Dos compañeros fueron enviados de regreso a Asunción, por delatar alguien sus planes de fuga.  El resto, debimos postergar nuestro proyecto y adoptar sigilosas precauciones.  Y, sobre todo, debíamos ganar la confianza de nuestros perros guardianes.   Estábamos en las postrimerías de 1960, casi un año después de nuestra captura y algo hartos de jugar a los presidiarios de Stroessner.  Varios de los nuestros no eran partidarios de una fuga masiva y hubiesen preferido ser liberados por algún gesto magnánimo del tirano, pues que eran residentes en el país y no deseaban tener conflictos ni represalias contra sus familias, por lo que nuestras precauciones fueron dobles, para que éstos no nos delatasen.

Por fortuna, la dieta de pescado fresco y verduras, obraría milagros en nosotros y para los primeros días de marzo del 61, estábamos con fuerzas suficientes como para intentar algo. Algunos conjurados fijaron fecha para el primer intento de evasión: el 26 al 27 de marzo.  Otros lo harían un mes después, ya que tras la fuga del primer contingente de ex guerrilleros endurecerían la disciplina y los castigos a los que quedamos; tanto a cuidadores como a presos.

No lo hicimos antes, esperando el resultado de elecciones en Brasil, porque sa-bíamos que el masón Juscelino Kubitschek nos entregaría de vuelta a Alfredo Stroessner.   Con Janio Quadros sería diferente, pues éste no simpatizaba con el mandamás paraguayo.

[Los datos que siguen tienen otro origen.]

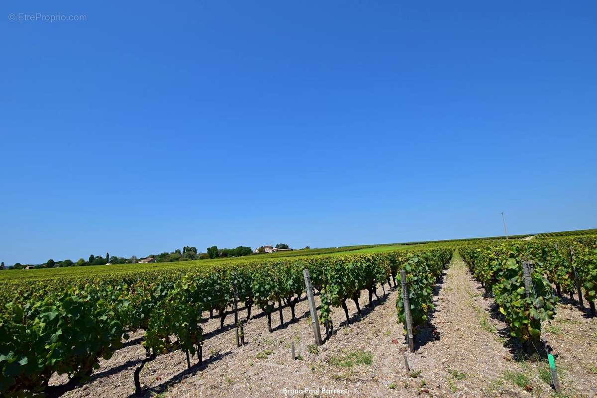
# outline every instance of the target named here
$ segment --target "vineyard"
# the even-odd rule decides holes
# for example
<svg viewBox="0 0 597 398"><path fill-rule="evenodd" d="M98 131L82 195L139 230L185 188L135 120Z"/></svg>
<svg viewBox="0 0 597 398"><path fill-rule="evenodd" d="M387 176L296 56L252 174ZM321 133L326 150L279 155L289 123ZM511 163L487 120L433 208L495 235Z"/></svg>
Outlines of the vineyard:
<svg viewBox="0 0 597 398"><path fill-rule="evenodd" d="M533 267L531 285L525 279L523 265L527 263ZM239 343L233 349L239 351L248 347L245 340L260 336L256 342L260 345L270 340L267 336L290 338L291 329L299 327L303 334L310 335L304 340L312 341L310 322L301 326L301 320L309 319L309 313L306 312L305 270L316 296L316 323L324 328L325 343L322 349L347 341L348 335L353 333L371 333L361 329L365 328L361 320L375 316L378 306L383 313L389 311L392 314L389 323L381 323L390 328L392 345L404 347L402 351L408 351L407 325L412 324L414 352L404 352L404 359L402 354L387 359L394 368L408 366L406 371L400 372L408 381L413 378L412 371L417 371L411 367L424 363L417 356L436 343L433 336L437 331L430 332L430 326L439 322L437 319L444 311L449 313L449 308L437 310L443 305L438 297L446 283L444 277L453 274L464 278L461 285L475 283L466 279L467 274L463 267L459 268L460 264L466 264L482 291L478 298L472 293L467 300L494 301L498 311L495 322L505 323L508 341L515 350L520 345L520 352L528 358L540 363L547 360L546 325L556 318L560 308L570 309L562 307L562 301L573 306L577 302L580 313L586 306L587 327L595 328L594 318L590 314L595 316L597 295L597 237L591 235L388 246L378 249L372 246L352 246L350 251L338 252L184 266L123 264L99 267L87 274L80 269L53 270L55 271L0 281L3 303L0 393L7 397L51 397L75 393L94 380L106 363L137 346L142 347L142 357L135 362L130 380L126 381L131 387L123 396L149 396L156 391L148 389L143 381L144 369L159 363L162 357L170 360L181 358L179 354L181 354L180 362L187 370L181 372L202 369L196 374L201 378L202 372L217 366L213 361L220 357L211 349L206 352L205 347L212 344L232 347L229 343L235 333L239 334ZM448 264L456 266L450 265L447 271ZM401 283L401 271L404 283ZM447 300L451 299L447 296ZM478 314L485 313L482 309L475 311ZM452 324L454 320L441 322ZM441 327L441 323L437 325ZM375 332L374 338L383 338L381 325L367 328ZM597 329L595 333L597 338ZM223 335L230 337L227 343L221 340ZM374 338L362 343L371 344ZM293 341L293 349L294 344ZM346 343L347 346L351 344L354 344L352 340ZM594 341L590 347L595 349ZM316 350L309 348L309 355L318 355L313 353ZM267 358L273 350L263 353L269 351L260 352L257 357ZM411 356L408 358L407 354ZM348 359L338 363L358 362L356 359L363 355L346 354ZM326 363L331 366L336 362L330 359ZM316 372L313 368L315 365L311 366L311 371ZM563 382L567 388L567 382ZM405 381L401 388L408 390L408 384ZM416 388L418 393L426 390L429 392L424 385ZM278 392L273 395L279 395Z"/></svg>

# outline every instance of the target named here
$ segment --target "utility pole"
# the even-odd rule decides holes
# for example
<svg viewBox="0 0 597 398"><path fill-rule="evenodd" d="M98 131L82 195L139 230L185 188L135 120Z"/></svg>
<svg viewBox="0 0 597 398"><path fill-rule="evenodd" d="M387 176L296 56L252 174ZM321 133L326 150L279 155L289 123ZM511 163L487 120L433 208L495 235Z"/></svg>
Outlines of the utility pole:
<svg viewBox="0 0 597 398"><path fill-rule="evenodd" d="M504 233L506 235L506 240L508 239L508 230L506 229L506 218L504 217L504 212L501 212L501 221L504 221Z"/></svg>

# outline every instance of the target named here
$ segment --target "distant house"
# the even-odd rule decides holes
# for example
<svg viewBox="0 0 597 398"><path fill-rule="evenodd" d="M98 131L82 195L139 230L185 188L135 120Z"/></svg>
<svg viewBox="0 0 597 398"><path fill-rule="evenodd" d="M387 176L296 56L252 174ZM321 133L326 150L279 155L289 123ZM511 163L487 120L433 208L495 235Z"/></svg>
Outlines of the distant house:
<svg viewBox="0 0 597 398"><path fill-rule="evenodd" d="M258 248L253 251L254 253L259 253L260 249L263 249L264 253L273 253L276 251L276 249L271 245L267 245L266 246L262 246L260 248Z"/></svg>

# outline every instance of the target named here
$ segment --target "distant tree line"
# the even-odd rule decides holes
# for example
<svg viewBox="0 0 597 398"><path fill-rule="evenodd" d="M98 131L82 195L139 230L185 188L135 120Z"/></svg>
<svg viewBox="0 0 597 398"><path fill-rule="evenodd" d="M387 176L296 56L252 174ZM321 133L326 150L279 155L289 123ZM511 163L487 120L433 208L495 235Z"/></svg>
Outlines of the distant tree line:
<svg viewBox="0 0 597 398"><path fill-rule="evenodd" d="M278 243L276 245L276 248L288 249L289 246L286 243ZM262 252L262 251L260 251L260 252ZM207 248L207 253L198 252L197 248L195 246L185 246L183 247L182 250L176 249L173 252L164 252L159 254L150 254L148 256L141 258L152 258L155 260L156 263L171 263L173 261L186 261L192 260L204 260L220 257L239 257L253 254L253 249L248 246L239 246L235 249L226 248L219 249L217 246L212 246L211 247ZM4 262L2 261L1 265L0 265L0 270L4 269L20 270L27 267L32 267L36 269L56 268L58 267L84 267L87 266L103 266L115 264L134 264L137 262L136 256L132 256L127 258L126 257L110 256L110 254L106 252L105 256L91 254L89 256L89 258L87 261L84 258L79 258L76 261L73 261L67 258L62 261L55 261L53 259L50 258L43 264L33 264L17 263L14 266L5 266Z"/></svg>
<svg viewBox="0 0 597 398"><path fill-rule="evenodd" d="M253 249L248 246L239 246L236 249L218 249L217 246L207 248L207 257L210 258L217 257L239 257L253 254Z"/></svg>

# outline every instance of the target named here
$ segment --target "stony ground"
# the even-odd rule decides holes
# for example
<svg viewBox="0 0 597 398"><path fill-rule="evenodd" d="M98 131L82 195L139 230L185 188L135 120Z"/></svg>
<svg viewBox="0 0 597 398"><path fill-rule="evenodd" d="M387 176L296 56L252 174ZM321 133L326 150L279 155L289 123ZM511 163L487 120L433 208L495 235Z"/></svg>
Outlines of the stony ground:
<svg viewBox="0 0 597 398"><path fill-rule="evenodd" d="M406 354L410 373L402 325L396 320L396 292L387 285L384 288L386 295L378 288L380 299L371 306L365 305L364 292L362 317L348 303L352 314L348 325L343 311L335 309L337 332L319 347L313 344L306 300L297 305L296 322L288 322L287 308L285 323L278 326L275 313L273 333L257 311L245 326L247 344L240 348L233 329L220 332L219 319L210 319L203 325L208 336L204 364L193 365L195 360L187 369L180 352L158 357L141 373L144 396L555 396L547 365L525 360L493 300L484 298L459 258L436 287L436 309L418 332L416 352ZM597 397L597 321L574 304L560 304L544 332L556 357L564 390L561 396ZM232 324L233 317L226 321ZM101 362L88 383L63 396L134 396L133 372L145 355L141 335L132 336L125 348ZM64 381L56 377L52 384Z"/></svg>

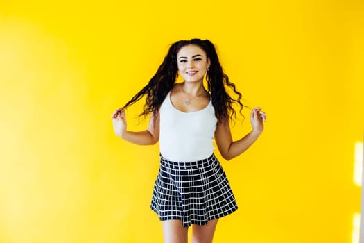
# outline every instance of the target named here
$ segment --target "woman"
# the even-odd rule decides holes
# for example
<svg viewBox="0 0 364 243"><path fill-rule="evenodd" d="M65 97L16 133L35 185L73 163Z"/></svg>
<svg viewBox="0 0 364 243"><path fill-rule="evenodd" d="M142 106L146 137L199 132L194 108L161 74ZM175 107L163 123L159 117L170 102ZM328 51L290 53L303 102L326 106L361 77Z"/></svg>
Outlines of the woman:
<svg viewBox="0 0 364 243"><path fill-rule="evenodd" d="M178 75L183 83L175 83ZM225 87L238 98L233 99ZM144 95L141 115L150 115L148 129L129 131L124 110ZM238 103L241 112L241 98L209 40L180 40L170 47L148 84L112 115L115 133L126 141L139 145L159 141L160 169L151 208L162 221L164 242L187 242L191 225L192 242L211 242L218 219L237 209L212 143L214 137L221 156L230 160L263 131L266 114L258 107L250 114L252 131L232 141L232 104Z"/></svg>

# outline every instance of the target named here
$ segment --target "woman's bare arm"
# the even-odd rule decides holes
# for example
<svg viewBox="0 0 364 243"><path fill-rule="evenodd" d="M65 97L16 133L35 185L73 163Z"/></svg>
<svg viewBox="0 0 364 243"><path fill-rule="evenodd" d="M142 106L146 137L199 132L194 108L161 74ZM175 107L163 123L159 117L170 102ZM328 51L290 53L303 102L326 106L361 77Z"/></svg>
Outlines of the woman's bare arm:
<svg viewBox="0 0 364 243"><path fill-rule="evenodd" d="M241 139L232 141L228 122L218 123L215 131L215 140L221 156L229 160L247 150L258 139L263 130L263 121L266 122L266 114L254 108L250 113L252 130Z"/></svg>
<svg viewBox="0 0 364 243"><path fill-rule="evenodd" d="M112 115L114 131L115 134L135 144L153 145L159 140L159 115L153 114L149 120L147 130L135 132L127 130L125 111L121 109L115 110Z"/></svg>

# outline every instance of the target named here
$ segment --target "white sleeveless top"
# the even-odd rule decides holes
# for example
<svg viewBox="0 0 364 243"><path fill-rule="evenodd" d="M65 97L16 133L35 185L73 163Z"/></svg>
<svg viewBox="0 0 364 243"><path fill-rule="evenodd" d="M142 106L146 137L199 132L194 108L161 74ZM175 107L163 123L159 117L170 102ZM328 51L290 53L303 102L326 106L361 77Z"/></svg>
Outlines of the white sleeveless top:
<svg viewBox="0 0 364 243"><path fill-rule="evenodd" d="M171 102L168 93L159 109L159 149L168 160L191 162L209 157L216 128L215 110L210 101L203 109L184 112Z"/></svg>

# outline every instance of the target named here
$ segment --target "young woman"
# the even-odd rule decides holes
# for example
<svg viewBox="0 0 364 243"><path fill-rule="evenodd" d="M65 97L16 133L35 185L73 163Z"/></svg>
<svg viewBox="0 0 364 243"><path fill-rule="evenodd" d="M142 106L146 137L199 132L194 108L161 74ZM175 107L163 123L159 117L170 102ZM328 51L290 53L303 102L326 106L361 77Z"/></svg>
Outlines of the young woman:
<svg viewBox="0 0 364 243"><path fill-rule="evenodd" d="M176 83L180 75L184 82ZM203 85L204 77L207 87ZM232 98L225 88L237 96ZM141 115L150 115L148 129L127 130L125 109L144 96ZM178 41L170 47L156 74L123 107L112 115L120 137L139 145L159 142L160 167L151 208L162 221L164 242L211 242L218 219L238 208L225 174L214 155L214 137L221 156L230 160L249 148L263 131L266 114L250 114L252 131L232 141L233 103L241 94L223 72L208 40Z"/></svg>

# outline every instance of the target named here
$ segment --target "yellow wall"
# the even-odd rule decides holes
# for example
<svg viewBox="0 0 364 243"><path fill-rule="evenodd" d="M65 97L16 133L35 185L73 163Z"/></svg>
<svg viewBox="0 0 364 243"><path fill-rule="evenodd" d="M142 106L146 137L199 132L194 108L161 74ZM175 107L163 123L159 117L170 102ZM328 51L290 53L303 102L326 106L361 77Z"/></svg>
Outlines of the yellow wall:
<svg viewBox="0 0 364 243"><path fill-rule="evenodd" d="M363 2L49 2L0 3L0 242L162 242L158 146L118 139L110 116L195 37L268 115L253 147L221 160L240 208L215 242L352 242ZM146 126L141 106L131 129ZM236 122L234 137L249 128Z"/></svg>

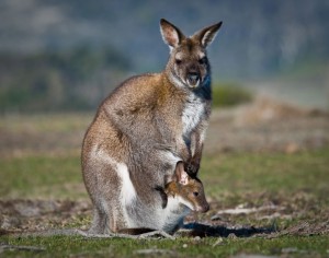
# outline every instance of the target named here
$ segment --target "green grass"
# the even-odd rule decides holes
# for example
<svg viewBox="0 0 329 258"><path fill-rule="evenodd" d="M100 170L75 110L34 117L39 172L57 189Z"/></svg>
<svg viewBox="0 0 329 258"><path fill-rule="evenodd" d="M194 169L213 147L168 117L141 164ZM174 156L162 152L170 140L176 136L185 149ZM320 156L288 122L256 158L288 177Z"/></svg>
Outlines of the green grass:
<svg viewBox="0 0 329 258"><path fill-rule="evenodd" d="M78 155L27 155L1 159L0 199L42 198L80 199L88 196L83 188ZM305 210L293 220L274 221L280 228L299 221L328 221L329 148L284 153L226 153L204 156L200 177L206 196L222 208L240 203L260 204L266 200L277 204L297 206ZM302 195L302 197L300 197ZM325 212L322 211L325 210ZM215 211L211 211L211 213ZM79 216L78 216L79 218ZM319 219L320 218L320 219ZM326 219L327 218L327 219ZM76 224L89 223L80 218ZM1 221L0 221L1 222ZM230 219L231 223L269 225L252 215ZM82 223L82 224L81 224ZM216 237L201 239L92 239L80 236L13 237L0 236L1 244L39 246L45 251L4 250L4 257L229 257L257 254L282 257L327 257L329 235L265 237ZM138 255L140 249L164 249L164 253ZM1 246L0 246L1 251Z"/></svg>
<svg viewBox="0 0 329 258"><path fill-rule="evenodd" d="M234 83L213 85L213 107L231 107L252 101L252 93Z"/></svg>
<svg viewBox="0 0 329 258"><path fill-rule="evenodd" d="M0 198L87 198L80 157L24 156L1 160Z"/></svg>
<svg viewBox="0 0 329 258"><path fill-rule="evenodd" d="M236 153L205 156L201 178L206 192L308 191L329 196L329 149L285 153Z"/></svg>
<svg viewBox="0 0 329 258"><path fill-rule="evenodd" d="M237 254L282 255L284 257L326 257L329 236L265 238L178 238L160 239L86 239L75 236L1 237L2 242L18 246L43 247L44 251L7 250L5 257L145 257L144 249L160 249L150 257L229 257Z"/></svg>

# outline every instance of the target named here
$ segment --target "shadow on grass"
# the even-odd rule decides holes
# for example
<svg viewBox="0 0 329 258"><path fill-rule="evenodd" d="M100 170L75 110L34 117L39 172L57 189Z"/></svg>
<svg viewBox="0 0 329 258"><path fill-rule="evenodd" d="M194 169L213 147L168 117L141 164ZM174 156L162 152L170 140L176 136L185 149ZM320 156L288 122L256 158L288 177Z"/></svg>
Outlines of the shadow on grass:
<svg viewBox="0 0 329 258"><path fill-rule="evenodd" d="M274 226L269 227L254 227L254 226L245 226L239 228L229 228L226 226L214 226L205 225L200 223L188 223L183 227L186 230L186 235L189 236L222 236L222 237L250 237L257 234L272 234L275 233ZM184 233L183 233L184 235Z"/></svg>

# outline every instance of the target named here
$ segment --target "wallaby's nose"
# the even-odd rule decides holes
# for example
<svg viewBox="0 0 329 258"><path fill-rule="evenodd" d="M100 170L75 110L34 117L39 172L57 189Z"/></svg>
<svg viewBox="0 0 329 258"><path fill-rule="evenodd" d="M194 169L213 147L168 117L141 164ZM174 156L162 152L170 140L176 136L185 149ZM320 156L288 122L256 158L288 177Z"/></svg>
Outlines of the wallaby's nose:
<svg viewBox="0 0 329 258"><path fill-rule="evenodd" d="M205 213L205 212L207 212L209 210L209 203L204 203L202 207L198 207L198 209L197 209L197 211L200 211L200 212L203 212L203 213Z"/></svg>
<svg viewBox="0 0 329 258"><path fill-rule="evenodd" d="M198 81L200 81L198 73L197 72L189 72L188 73L188 81L189 81L189 84L191 86L197 86Z"/></svg>

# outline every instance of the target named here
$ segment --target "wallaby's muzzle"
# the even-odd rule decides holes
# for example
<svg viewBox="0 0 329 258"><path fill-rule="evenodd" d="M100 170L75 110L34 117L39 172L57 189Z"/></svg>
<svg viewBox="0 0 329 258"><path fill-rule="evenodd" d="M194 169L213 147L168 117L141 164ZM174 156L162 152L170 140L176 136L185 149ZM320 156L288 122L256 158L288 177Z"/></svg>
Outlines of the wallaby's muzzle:
<svg viewBox="0 0 329 258"><path fill-rule="evenodd" d="M197 87L200 84L200 74L197 72L188 73L188 83L190 87Z"/></svg>
<svg viewBox="0 0 329 258"><path fill-rule="evenodd" d="M209 203L203 203L201 207L196 208L196 211L205 213L209 210Z"/></svg>

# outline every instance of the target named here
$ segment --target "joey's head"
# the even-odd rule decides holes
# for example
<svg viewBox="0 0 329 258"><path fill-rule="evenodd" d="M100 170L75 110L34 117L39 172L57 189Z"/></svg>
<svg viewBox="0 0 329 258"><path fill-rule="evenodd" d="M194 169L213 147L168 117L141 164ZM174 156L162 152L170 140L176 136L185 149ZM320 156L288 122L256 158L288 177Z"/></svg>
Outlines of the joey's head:
<svg viewBox="0 0 329 258"><path fill-rule="evenodd" d="M161 19L162 38L170 48L166 72L173 84L194 90L211 82L206 47L213 42L220 26L222 22L186 37L173 24Z"/></svg>
<svg viewBox="0 0 329 258"><path fill-rule="evenodd" d="M209 204L206 201L202 181L192 178L185 171L183 162L178 162L174 175L166 185L164 192L168 196L178 198L180 203L192 211L207 212Z"/></svg>

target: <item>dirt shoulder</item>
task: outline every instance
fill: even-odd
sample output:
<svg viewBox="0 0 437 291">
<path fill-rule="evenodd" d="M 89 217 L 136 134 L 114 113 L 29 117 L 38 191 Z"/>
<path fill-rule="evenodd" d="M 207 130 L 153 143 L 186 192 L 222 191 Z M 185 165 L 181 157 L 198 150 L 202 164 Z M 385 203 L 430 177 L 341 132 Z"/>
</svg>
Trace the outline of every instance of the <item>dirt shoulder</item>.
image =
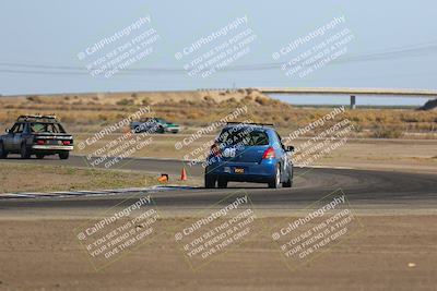
<svg viewBox="0 0 437 291">
<path fill-rule="evenodd" d="M 88 169 L 1 161 L 0 193 L 110 190 L 162 185 L 158 175 L 139 171 Z M 179 181 L 173 181 L 173 184 Z"/>
</svg>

El día fijado había dos canoas en la isla y con la confianza ganada con los carceleros, no hubo problemas para hacernos con armas y dominar a la oficialidad, mayor Luraschi incluido el cual, en hábil birlibirloque, fue despojado de su revólver por Brizuela y reducido con otros oficiales. Dos soldados colaboraron con nosotros en la patriada pero debimos deshacernos de un custodio de las canoas medio retobado —muy a pesar nuestro— pero intentamos evitar derramamientos de sangre de ser posible, salvo peligro inminente.  Alguien nos esperaría en la costa con caballos, con los que pensábamos llegar al río Apa y luego al Brasil.   Tras tomar la oficina de guardia e inmovilizar a oficiales y soldados, destruimos la radio de la comandancia, nos apoderamos de las canoas e iniciamos nuestro azaroso viaje a la libertad;  pero no sabíamos aún lo difícil que sería la travesía a pie por marismas, pantanos, montes y espinos; a lo largo de más de cuarenta kilómetros por el Estero Guazú, ya que los ansiados caballos no acudieron a la cita. Pese a todo, conseguimos un guía que, tras hacernos atravesar el inmenso esteral, nos señaló el camino al río Apa.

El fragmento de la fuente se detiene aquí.